How to Get an A on Your Final Exam

How to Get an A on Your Final Exam

From Chicken Soup for the College Soul

How to Get an A on Your
Final Exam

During my senior year in college, I served as a teacher’s assistant. One of my roles was to administer and proctor the exams. The class was a freshman introductory course, which had well over five hundred students.

The students were given four exams during the semester and one cumulative final exam at the semester’s end. In order to manage these five hundred college freshmen, I had to establish rules. The rules were as follows. The exams began at exactly 9:00 A.M. The students would pick up their test booklets and blue books and proceed to a seat of their choosing. They would have exactly fifty minutes to complete the examination. At exactly 9:50 A.M., I would call out, “Pencils down!” Everyone had to stop writing immediately, put their pencils down, proceed to the front of the room and turn in their blue books. Those who did not put their pencils down at exactly 9:50 A.M. and turn in their blue books would receive an automatic F, no exceptions!

When final exam time came, the students were so indoctrinated into the system that I only needed to announce one warning at 9:40 A.M. So as the final minutes ticked away, I announced, “It is 9:40. You have ten minutes until pencils down.” Then at 9:50 A.M., I barked my last command for that semester: “It’s 9:50, pencils down. You know the rules!” And boom, all pencils went down, just like always. All 500 students stood—or was it only 499? Yes it was. Everyone filled the aisle except for one sneaky guy—a guy way up in the nosebleed section.

He was just writing and writing away. I saw him up there, but he didn’t think I could. Once again, I barked, “Pencils down everyone!” But he kept writing and writing, trying to beat my system. How dare he! Boy, would I get him! At 9:58 A.M., as I began to organize the stacks of examination packets, I saw this young man running down the aisle to surrender his exam to the table.

“Here, Mr. D’Angelo, take my blue book!” he huffed and puffed.

“I cannot accept this. You know the rules. Pencils down at 9:50 A.M., or you get an automatic F.”

“Please, Mr. D’Angelo, take my blue book!”

No! You know I can’t do that. It’s against the rules.”

“Please, please, take my blue book. I’m barely passing this class. My mom and dad will kill me if I have to repeat this class. Just take it, and no one will ever know.” A tear began to stream down his cheek.

“I’m sorry. I just can’t.” I went back to the stacks, organizing them one by one. The young man just turned and walked away with his shoulders slumped.

Now with a stack of five hundred or so blue books in my arms, I watched the freshman walk up the stairs toward the exit. Just about at the halfway point, I saw him boldly turn around, with great confidence, you might say with a hint of arrogance. He swiftly jogged down to me.

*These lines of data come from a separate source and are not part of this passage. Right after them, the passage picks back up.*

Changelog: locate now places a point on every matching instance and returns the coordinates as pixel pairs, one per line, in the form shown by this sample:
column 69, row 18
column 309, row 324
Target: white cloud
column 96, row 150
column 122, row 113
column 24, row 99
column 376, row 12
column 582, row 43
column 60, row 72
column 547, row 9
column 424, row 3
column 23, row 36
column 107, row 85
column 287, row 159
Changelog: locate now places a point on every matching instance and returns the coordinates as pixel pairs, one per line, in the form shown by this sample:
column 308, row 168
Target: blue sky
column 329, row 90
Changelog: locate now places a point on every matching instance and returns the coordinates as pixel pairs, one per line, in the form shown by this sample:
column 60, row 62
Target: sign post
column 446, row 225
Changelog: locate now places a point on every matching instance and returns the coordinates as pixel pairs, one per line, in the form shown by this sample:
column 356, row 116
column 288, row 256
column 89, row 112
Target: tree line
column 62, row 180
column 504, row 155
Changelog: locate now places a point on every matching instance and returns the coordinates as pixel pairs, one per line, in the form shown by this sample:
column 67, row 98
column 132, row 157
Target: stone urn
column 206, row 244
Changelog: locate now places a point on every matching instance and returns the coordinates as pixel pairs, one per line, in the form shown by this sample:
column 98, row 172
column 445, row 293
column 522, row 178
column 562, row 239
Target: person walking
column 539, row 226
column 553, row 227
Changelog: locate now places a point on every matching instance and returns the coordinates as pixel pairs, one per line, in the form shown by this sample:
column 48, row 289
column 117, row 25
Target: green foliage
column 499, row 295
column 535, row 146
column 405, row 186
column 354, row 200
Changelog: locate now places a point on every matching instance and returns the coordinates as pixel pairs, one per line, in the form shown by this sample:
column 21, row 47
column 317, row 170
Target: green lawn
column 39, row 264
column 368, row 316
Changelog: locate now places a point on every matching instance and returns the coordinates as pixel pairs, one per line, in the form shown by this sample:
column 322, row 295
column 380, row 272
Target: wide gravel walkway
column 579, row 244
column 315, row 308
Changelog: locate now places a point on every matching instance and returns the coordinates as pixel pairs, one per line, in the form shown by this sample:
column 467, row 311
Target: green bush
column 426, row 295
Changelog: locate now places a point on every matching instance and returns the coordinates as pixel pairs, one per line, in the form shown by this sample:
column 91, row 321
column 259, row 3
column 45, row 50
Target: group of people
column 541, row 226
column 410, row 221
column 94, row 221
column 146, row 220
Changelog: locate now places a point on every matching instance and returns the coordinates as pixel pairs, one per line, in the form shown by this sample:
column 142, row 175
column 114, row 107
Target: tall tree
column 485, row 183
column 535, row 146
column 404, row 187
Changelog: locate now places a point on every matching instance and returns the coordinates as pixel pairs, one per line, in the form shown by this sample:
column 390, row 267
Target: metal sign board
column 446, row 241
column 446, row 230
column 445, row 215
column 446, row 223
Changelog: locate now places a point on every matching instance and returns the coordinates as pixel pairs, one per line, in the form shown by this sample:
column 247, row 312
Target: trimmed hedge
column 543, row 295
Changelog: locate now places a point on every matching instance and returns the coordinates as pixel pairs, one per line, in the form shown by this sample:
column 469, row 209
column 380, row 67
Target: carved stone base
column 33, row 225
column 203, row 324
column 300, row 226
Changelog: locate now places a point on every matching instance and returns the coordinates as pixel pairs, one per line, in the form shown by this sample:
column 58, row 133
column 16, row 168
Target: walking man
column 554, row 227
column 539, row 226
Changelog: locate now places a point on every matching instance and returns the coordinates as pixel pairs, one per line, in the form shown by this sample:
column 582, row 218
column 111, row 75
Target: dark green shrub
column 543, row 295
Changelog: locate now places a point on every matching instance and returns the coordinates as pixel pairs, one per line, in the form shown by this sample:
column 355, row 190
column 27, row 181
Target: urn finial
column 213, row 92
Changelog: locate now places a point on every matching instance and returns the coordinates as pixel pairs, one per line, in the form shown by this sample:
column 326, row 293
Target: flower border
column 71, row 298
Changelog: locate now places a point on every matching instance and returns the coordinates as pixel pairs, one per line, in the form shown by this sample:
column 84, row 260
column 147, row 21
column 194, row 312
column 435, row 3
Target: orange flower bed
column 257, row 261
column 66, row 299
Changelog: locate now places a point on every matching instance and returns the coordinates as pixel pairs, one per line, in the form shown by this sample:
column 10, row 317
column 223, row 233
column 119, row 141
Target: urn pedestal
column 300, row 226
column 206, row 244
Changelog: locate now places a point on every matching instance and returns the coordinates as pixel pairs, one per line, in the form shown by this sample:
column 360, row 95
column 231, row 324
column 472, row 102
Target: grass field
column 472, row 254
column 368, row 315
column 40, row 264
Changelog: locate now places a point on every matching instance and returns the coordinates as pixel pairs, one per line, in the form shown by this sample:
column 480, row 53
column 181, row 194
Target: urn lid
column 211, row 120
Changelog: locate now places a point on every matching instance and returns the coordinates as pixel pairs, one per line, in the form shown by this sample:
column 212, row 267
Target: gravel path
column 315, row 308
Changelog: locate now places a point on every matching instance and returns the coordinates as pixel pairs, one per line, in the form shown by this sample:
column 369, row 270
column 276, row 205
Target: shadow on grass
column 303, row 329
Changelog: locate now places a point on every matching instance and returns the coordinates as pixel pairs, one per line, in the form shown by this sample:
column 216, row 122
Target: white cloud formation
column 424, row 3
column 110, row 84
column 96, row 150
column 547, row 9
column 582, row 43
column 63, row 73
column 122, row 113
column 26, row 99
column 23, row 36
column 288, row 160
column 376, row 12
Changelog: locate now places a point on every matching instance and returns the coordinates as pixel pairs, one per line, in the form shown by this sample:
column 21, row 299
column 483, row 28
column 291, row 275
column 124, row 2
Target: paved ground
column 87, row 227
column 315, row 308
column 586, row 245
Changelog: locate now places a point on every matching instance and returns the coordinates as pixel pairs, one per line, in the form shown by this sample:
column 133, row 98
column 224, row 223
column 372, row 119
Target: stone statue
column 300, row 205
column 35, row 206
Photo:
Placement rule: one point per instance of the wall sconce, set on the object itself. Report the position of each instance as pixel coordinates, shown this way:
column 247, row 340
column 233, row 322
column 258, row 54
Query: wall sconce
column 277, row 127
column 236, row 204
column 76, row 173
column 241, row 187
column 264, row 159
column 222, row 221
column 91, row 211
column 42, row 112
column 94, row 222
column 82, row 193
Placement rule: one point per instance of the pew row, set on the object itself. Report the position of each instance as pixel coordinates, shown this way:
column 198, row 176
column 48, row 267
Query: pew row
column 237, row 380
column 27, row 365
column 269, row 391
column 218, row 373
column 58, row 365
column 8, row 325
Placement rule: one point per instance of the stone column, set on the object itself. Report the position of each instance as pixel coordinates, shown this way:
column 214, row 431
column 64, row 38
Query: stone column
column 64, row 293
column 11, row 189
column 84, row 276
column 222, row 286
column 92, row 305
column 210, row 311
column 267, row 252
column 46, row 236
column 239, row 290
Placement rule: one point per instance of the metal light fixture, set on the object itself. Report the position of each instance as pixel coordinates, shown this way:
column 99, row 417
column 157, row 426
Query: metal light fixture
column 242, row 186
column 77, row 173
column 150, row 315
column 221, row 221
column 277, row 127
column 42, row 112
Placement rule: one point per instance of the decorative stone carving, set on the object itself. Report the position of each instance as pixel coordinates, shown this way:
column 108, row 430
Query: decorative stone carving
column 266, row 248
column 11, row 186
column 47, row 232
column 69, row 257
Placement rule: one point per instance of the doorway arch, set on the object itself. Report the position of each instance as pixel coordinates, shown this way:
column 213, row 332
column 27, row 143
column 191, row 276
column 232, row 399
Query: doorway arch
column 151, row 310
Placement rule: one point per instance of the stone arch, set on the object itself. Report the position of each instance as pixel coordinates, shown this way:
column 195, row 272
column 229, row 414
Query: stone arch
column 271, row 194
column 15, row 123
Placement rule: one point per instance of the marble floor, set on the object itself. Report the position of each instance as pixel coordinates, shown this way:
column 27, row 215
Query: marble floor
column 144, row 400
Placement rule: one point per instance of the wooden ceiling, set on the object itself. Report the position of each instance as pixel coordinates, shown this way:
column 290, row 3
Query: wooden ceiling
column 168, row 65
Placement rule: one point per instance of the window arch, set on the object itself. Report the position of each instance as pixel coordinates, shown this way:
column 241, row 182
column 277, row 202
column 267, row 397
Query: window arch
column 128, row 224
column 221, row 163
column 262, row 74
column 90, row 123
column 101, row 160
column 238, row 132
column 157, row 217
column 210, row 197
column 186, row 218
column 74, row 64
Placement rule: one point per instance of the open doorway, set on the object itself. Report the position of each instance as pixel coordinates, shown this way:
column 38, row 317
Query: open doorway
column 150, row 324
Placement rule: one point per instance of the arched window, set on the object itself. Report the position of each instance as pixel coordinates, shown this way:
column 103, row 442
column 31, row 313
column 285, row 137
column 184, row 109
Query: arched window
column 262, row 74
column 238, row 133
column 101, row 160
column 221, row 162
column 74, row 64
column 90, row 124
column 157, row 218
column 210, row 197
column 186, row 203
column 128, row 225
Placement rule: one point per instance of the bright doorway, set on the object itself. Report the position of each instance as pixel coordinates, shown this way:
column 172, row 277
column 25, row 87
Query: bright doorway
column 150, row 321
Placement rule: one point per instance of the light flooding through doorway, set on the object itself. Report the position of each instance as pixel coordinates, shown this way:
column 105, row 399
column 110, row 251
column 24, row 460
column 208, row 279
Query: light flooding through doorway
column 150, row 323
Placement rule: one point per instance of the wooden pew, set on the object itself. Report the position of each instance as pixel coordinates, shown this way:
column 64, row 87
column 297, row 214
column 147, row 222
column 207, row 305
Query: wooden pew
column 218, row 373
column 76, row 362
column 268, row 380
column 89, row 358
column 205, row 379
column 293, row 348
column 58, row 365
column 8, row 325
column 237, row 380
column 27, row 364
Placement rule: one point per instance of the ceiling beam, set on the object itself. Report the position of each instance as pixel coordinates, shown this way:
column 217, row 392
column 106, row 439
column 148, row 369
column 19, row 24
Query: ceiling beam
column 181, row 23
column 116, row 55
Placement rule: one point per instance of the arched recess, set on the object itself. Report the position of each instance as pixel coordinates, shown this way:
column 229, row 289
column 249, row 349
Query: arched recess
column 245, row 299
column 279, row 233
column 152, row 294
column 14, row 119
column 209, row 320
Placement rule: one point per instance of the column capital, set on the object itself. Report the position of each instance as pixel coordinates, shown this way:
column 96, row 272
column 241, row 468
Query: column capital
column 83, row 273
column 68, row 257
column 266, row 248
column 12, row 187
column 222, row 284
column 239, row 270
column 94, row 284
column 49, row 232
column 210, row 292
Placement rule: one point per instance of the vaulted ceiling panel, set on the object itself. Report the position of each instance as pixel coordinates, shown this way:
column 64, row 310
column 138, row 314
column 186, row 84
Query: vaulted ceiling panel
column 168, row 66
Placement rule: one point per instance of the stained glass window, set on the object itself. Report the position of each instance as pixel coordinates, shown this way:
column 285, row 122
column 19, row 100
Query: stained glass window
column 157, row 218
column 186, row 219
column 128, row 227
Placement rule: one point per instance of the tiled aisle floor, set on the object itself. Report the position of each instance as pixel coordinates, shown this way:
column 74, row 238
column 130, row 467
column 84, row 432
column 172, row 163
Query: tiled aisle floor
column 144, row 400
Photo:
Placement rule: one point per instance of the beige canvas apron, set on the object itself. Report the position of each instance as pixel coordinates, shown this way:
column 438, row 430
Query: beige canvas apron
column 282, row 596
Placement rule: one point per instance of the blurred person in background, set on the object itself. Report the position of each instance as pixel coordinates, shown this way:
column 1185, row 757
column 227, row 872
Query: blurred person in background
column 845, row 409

He questioned softly, “Mr. D’Angelo, do you know who I am?”

“Why no, and frankly I couldn’t care less.”

“Are you sure you don’t know who I am?” he inquired with even greater confidence. I started to get a little concerned. Was this the dean’s son? What had I gotten myself into?

“No, I’m sorry. I don’t,” I said with a little hesitation in my voice.

“Are you absolutely, 100 percent sure that you don’t know who I am?”

“For the last time, no, I don’t know who you are!”

“Well then, good!” and he shoved his blue book into the middle of the stack and ran out the door.